Diplomacia da dependência

Se FHC discorre sobre a Teoria da Dependência, Serra a aplica em sua concepção diplomática; no artigo há críticas ao procedimento do Itamaraty em Honduras e à correta atitude de resguardar a tecnologia nuclear nacional contra pirataria e espionagem internacional.
O hesitante virtual candidato demo-tucano já havia anteriormente manifestado seu apoio às análises dos editorias dos frias, marinhos, civita e mesquitas referentes ao golpe hondurenho. Sem acrescentar nada de novo, apoiou o ataque a democracia e o precedente aberto na América Latina para outro aventureiros. Quanto à tecnologia nuclear, repete apenas a preferência do governo de Fernando Henrique Cardoso por impor uma política de joelhos ao Brasil. Nem essa atitude é original em José Serra.

Despreparo

Serra ainda está atrelado a um passado histórico que remete ao Brasil colônia quando os mandatários do país deviam incontestável lealdade à matriz do império português.
O tucano sequer parece perceber novas matizes no mundo pós-crise internacional que permitem uma atuação mais intensa de Brasil, China e Índia onde antes dominavam os EUA e a Europa. Está preso uma realidade pretérita e falsamente estática. Isso demonstra seu despreparo à pretensão de assumir a presidência do país, uma vez que sua percepção do cenário internacional é restrita ao que lê nas páginas de jornais cada vez mais dogmáticos. Observando mais atentamente sua administração, até mesmo como governador José Serra mostra seu alheamento ao mundo e principalmente, aos interesses do povo brasileiro.

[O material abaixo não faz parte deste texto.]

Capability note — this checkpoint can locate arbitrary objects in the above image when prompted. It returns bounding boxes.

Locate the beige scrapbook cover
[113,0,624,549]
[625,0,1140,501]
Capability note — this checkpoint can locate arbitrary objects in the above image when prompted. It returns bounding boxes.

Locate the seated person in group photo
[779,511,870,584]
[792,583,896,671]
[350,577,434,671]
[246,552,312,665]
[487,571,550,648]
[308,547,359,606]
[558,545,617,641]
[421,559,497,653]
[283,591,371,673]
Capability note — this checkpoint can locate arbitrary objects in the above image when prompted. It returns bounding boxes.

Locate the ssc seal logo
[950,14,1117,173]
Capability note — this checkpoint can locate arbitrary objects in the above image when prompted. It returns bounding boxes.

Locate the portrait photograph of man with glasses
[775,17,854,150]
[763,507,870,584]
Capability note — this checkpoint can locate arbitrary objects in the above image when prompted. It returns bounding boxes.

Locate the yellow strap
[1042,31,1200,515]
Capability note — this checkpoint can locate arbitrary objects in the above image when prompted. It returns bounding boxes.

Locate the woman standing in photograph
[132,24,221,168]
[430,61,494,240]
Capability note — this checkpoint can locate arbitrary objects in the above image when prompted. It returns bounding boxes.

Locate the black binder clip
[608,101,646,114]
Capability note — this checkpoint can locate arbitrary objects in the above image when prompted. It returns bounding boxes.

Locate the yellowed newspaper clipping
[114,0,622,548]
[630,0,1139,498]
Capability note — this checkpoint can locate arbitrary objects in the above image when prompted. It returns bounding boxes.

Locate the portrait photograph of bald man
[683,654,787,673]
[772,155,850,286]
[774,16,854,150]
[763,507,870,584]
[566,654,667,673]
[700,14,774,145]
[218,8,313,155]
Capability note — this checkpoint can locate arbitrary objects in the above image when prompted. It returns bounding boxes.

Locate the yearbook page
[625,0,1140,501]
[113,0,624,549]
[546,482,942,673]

sexta-feira, 27 de novembro de 2009

Honduras, laboratório de neo-golpes

As eleições em Honduras, apoiadas pelos EUA e pelo Partido da Imprensa Golpista - PIG, são a legitimação do golpe contra Manuel Zelaya.

Abre precedentes na américa latina, e no mund,o para neo-golpes desferidos a partir de um judiciário comprometido com as forças reacionárias da sociedade. No Brasil, um sonho para editores de panfletos direitistas travestidos de revistas semanais e jornais diários.
Bolívia, Venezuela, Equador e Argentina também estão sob mira de grupos semelhastes aos que passaram por cima da frágil democracia hondurenha.

Sincronia

Uma característica marcante no golpe de Honduras foi a sincronia do judiciário, legislativo, forças armadas nacionais e a imprensa de direita de toda a América.
Editoriais justificando política e juridicamente o movimento golpista foram tirados da gaveta e atualizados para 2009. As notiícias sobre a censura, perseguição e destruição de maquinário da imprensa antigolpe no solo hundurenho foram mascaradas ou silenciadas pelos jornalões, tão ciosos da liberdade de expressão quando tratam de mentir.

A volta dos mortos vivos

Vários ex-qualquer coisa do governo FHC foram convocados para criticar a postura Brasileira contra o golpe e legitimar, com um juridiquês oportunista, a manobra da elite hondurenha.
Os EUA depois de uma hesitação inicial, voltaram ao seu antigo papel de financiar e apoiar descaradamente a derrubada de governos populares que deselvolvem políticas de soberania nacional, o que fere os interesses estadunidenses.
É a volta dos mortos vivos da Cia e seus porta vozes instalados em instituições de governos democráticos ou nas redações de jornalões.

Laboratório

Honduras é um laboratório para grupos direitistas do mundo inteiro. Em nome de uma democracia afinada com os interesses do império estadunidense, inventaram o golpe legalizado. Ou seja, mais uma vez se confirma a máxima marxista que as instituições no capitalismo servem, em primeira instância, às elites capitalistas.

No Brasil é mais difícil um golpe desses, no momento, devido ao protagonismo internacional do governo Lula, mas como o grande irmão do norte é sempre faminto por poder econômico e político, estar atento a figuras como Gilmar Mendes e Marco Aurelio nunca é demais.